It is well known and understood that suitably trained drivers can use very high speeds without special risk.
Paul Womack wrote in asking that we should clarify what is meant by "suitably trained". Paul was rightly concerned that some inexperienced drivers might think that they were suitably trained and would take extra risks.
So what sort of training, attitude and experience might be required before a driver could be trusted to use "very high speeds" in safety?
Attitude is very important. Our suitably trained driver will have safety as a primary concern at all times. He certainly won't be showing off. He will be calm and drive without fuss or flourish.
Hazard perception builds slowly with driving experience. Drivers take between 100,000 miles and 500,000 miles to develop good hazard perception. It's the lack of development of hazard perception more than anything else which puts less experienced drivers at risk. Insurance companies know this and charge premiums to suit.
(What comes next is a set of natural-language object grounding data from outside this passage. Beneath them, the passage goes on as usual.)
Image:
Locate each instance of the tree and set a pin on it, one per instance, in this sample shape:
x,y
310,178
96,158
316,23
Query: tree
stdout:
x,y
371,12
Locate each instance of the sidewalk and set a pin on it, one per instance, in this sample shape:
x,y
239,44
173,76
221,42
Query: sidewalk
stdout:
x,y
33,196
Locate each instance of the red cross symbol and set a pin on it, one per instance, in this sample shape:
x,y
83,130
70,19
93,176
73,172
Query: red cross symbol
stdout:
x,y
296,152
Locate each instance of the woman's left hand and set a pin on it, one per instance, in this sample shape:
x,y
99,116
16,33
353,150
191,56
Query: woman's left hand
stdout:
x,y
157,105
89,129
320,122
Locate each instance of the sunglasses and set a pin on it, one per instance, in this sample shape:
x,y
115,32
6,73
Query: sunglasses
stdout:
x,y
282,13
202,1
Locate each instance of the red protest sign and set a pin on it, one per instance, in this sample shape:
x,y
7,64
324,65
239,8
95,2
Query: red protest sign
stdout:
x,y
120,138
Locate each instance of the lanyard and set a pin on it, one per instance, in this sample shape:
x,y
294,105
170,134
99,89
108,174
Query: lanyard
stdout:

Advanced driver training takes many forms. Police drivers are trained for high speeds, but IAM advanced driver training takes place within normal UK speed limits. There are "high performance" driving courses available to the public which are perhaps closer to Police standards. Very few people acquire the skills of advanced drivers without taking training, and your advanced instructor will be able to advise you of the standards you are achieving. Experience on a race track and a skid pan where you will learn "on the limit" handling are also valuable.
DO NOT make the mistake of thinking
you're safe at very high speeds until you are trained in advanced driving
AND you have plenty of experience. Take your instructor's advice.